Граф Шиммельман был полностью поглощен созерцанием гиены, когда появился владелец зверинца и вступил с ним в разговор. Этот бескровный человечек с провалившимся носом в свое время изучал богословие, но после скандальной истории вынужден был покинуть факультет и вот, опускаясь все ниже и ниже, достиг самого дна. «Ваше сиятельство не зря загляделись на гиену, — начал он. — Шутка ли, гиена в Гамбурге — до сих пор здесь ни одной не бывало. Все гиены, доложу я вам, — гермафродиты; у себя на родине, в Африке, они собираются отовсюду в ночь полнолуния, чтобы совокупиться в живом кольце, где каждая особь, заметьте, играет двойную роль: и самца, и самки. Слыхали вы об этом?» — «Нет», — отвечал граф с едва заметной гримасой отвращения.

«А как вы полагаете, ваше сиятельство, — продолжал хозяин заведения, — коли дело обстоит так, пожалуй что гиене тяжелее других животных быть запертой в одиночестве? Как по-вашему, распаляет её удвоенный жар или, соединяя в себе полярные элементы мироздания, она самодостаточна и не ведает разлада? Иными словами, коль скоро сами мы — узники жизни, прибавляет ли нам счастья обилие дарований или, напротив, умножает скорби?» — «Как это, однако, занятно, — проговорил граф Шиммельман, следуя собственным мыслям и не удостаивая хозяина вниманием, — как занятно осознавать, что сотням, да что там, тысячам гиен суждено было жить и умирать только для того, чтобы нам наконец стал доступен этот единственный экземпляр, жители Гамбурга смогли узнать, как выглядит гиена, а зоологи — заняться её изучением».

Они перешли к соседней клетке с жирафами. «Диких животных, — продолжал граф, — тех, что резвятся на лоне первозданной природы, на самом деле попросту нет. Вот это животное — здесь и теперь — существует, мы нарекли его, нам известно, как оно выглядит. Остальным просто незачем существовать — а ведь их огромное большинство. Как расточительна природа».

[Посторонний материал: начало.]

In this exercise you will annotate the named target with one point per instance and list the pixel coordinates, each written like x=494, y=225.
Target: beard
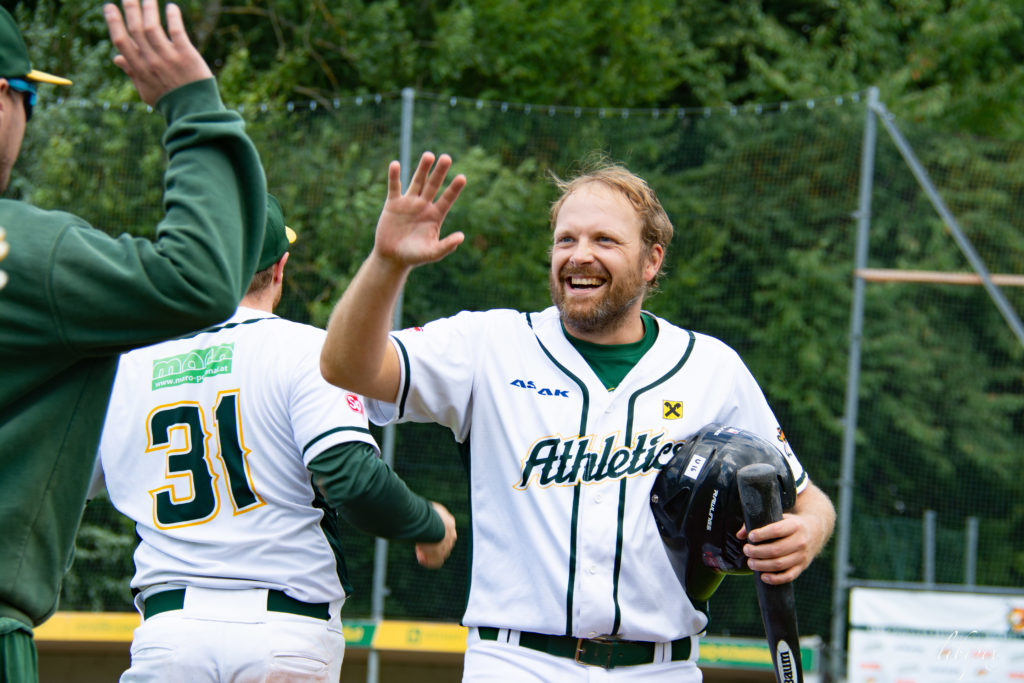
x=603, y=314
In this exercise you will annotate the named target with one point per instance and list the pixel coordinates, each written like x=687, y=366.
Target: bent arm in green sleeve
x=371, y=497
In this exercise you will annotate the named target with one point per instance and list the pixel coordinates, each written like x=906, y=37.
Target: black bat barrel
x=761, y=501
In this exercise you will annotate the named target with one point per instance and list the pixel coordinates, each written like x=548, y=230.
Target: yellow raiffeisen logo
x=672, y=410
x=194, y=367
x=564, y=462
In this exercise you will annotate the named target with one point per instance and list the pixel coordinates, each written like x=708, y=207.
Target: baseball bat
x=762, y=504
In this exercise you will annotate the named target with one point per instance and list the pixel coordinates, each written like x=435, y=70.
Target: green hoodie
x=78, y=297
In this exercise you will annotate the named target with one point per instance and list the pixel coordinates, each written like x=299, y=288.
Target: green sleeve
x=102, y=294
x=371, y=497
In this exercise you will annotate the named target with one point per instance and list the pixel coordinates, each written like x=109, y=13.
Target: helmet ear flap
x=696, y=506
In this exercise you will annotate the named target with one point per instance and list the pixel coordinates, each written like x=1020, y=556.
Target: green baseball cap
x=14, y=55
x=278, y=237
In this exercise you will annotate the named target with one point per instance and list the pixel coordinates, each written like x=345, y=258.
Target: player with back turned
x=231, y=455
x=76, y=297
x=568, y=414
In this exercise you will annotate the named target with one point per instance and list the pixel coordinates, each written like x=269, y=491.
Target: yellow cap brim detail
x=43, y=77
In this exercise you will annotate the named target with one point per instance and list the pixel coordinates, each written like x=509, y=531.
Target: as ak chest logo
x=565, y=462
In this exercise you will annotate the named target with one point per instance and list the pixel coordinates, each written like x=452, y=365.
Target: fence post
x=380, y=590
x=971, y=552
x=863, y=216
x=928, y=548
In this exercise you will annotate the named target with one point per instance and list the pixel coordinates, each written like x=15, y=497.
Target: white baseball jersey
x=561, y=468
x=206, y=444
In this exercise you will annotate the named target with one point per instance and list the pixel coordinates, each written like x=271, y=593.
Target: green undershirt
x=611, y=363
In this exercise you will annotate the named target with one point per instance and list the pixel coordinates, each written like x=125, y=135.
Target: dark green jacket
x=77, y=298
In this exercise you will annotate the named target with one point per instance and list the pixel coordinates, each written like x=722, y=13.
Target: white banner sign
x=935, y=637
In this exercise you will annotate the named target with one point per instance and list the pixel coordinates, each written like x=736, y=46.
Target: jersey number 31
x=196, y=499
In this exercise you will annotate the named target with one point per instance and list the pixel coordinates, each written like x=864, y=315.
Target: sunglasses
x=27, y=89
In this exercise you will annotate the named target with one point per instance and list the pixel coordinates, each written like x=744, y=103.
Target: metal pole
x=928, y=549
x=965, y=245
x=380, y=589
x=845, y=513
x=971, y=552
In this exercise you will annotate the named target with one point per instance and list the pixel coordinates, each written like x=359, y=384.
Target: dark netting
x=764, y=202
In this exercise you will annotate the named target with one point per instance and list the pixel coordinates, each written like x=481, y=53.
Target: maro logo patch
x=672, y=410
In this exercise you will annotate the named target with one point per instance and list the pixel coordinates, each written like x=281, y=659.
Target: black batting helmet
x=695, y=502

Хозяин сдвинул на затылок видавшую виды мохнатую шапку, обнажив совершенно лысую голову. «Они видят друг друга», — проговорил он. «Даже это сомнительно, — сказал граф Шиммельман. — На шкурах этих жирафов, к примеру, характерные квадратные пятна; жирафы, глядя друг на друга, не смогут распознать форму квадрата и, следовательно, его не увидят. Можно ли вообще утверждать, что они видят друг друга?»

Хозяин зверинца окинул жирафов взглядом и сказал: «Ну, так Бог видит их». «Видит жирафов?» — переспросил граф Шиммельман с улыбкой. «Да, ваше сиятельство, — подхватил хозяин, — Бог видит жирафов. Пока они резвятся и играют в Африке, Бог созерцает их и любуется их повадкой. Он и сотворил их себе на радость. Откройте Библию, ваше сиятельство: там сказано, что Бог так возлюбил жирафов, что сотворил их. Именно Бог изобрел квадрат, равно как и круг — уж этого ваше сиятельство, верно, не станет отрицать; эти самые квадраты Он видит на их шкурах, да и всё остальное тоже. Не исключено, ваше сиятельство, что дикие животные — еще одно доказательство бытия Божия. Вот только когда их привозят в Гамбург, — заключил он, вновь нахлобучивая шапку, — этот довод перестает быть убедительным».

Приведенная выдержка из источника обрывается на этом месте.